Это вовсе не означает, что правда не важна или что «всё в мире относительно». Напротив, правда важна. Чрезвычайно. И многие из нас твёрдо убеждены в этом. Однако мы вряд ли сможем отделить правду от лжи, если не разберёмся в наших размытых представлениях о том, что она вообще собой представляет. Иными словами, правда навсегда останется недосягаемой, если мы не осознаем, что в отношении правды находимся в пределах собственного герменевтического круга. Как только мы проанализируем наши устоявшиеся, негласные, архаичные представления о правде, мы поймём, как и почему правда стала уязвимой в современном обществе. И нам станет понятнее, почему неопровержимые на первый взгляд факты так ненадёжны. Об этом в следующей главе.
Глава 2. Факты и язык
Горгий о том, как (и почему) работают теории заговора
Многие афиняне считали, что софисты первыми придумали, как создавать альтернативную реальность исключительно силой слова, то есть отрывать слова от реальности. По крайней мере, так полагал Платон. Поскольку софисты учили богатейших граждан убедительно использовать аргументы, противоречащие здравому смыслу, по мнению Платона, именно из-за софистов Афины принимали одно катастрофическое решение за другим, что в конце концов привело город-государство к катастрофе. Особую вину за то, как сложились отношения со Спартой, возлагали на софиста Горгия.

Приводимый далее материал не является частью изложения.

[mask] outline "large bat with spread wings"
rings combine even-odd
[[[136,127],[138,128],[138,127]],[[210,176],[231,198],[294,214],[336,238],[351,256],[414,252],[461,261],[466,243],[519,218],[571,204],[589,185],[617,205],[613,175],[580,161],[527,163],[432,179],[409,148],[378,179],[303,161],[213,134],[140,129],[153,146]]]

Горгий был известен тем, что мог убедить любого человека в чём угодно. Он был прирождённым импровизатором, выступая даже на темы, в которых не разбирался. Он просил своих слушателей предложить любую тему и без подготовки произносил яркую речь. Все древние мастера риторики умели так, а Горгий был лучшим.
Горгий верил, что оратору нет необходимости быть знатоком в какой-либо теме, нужно просто уметь говорить о ней. Политика, медицина, экономика – неважно, Горгий мог научить любого рассуждать на каждую из тем. Известно, что он хвастался этой своей способностью, утверждая, что тот, кто брал у него уроки, мог подчинять себе других людей просто силой своих слов. «Я говорю о способности использовать устное слово для убеждения в суде, в Совете и в народном собрании, да и во всяком ином собрании граждан. Обладая такой силой, ты и врача будешь держать в рабстве, и учителя гимнастики, и дельцы не для себя будут наживать деньги, а для другого – для тебя, владеющего словом и уменьем убеждать толпу»[47].
Хвастовство Горгия должно было насторожить афинян. Но не тут-то было. Наоборот: за уроки с ним платили баснословные суммы. Он брал 100 мин за курс. Трудно точно сказать, сколько это в пересчёте на современные деньги, но, вероятно, чуть большее 50 000 долларов. Знаменитые афинские граждане Алкивиад, Фукидид, Исократ, даже один из «отцов-основателей» афинской демократии Перикл были готовы платить Горгию. (Что Горгий делал с этими деньжищами, спросите вы? Он не отличался оригинальностью: носил сшитые на заказ пурпурные одежды и воздвиг себе в Дельфах памятник из чистого золота.)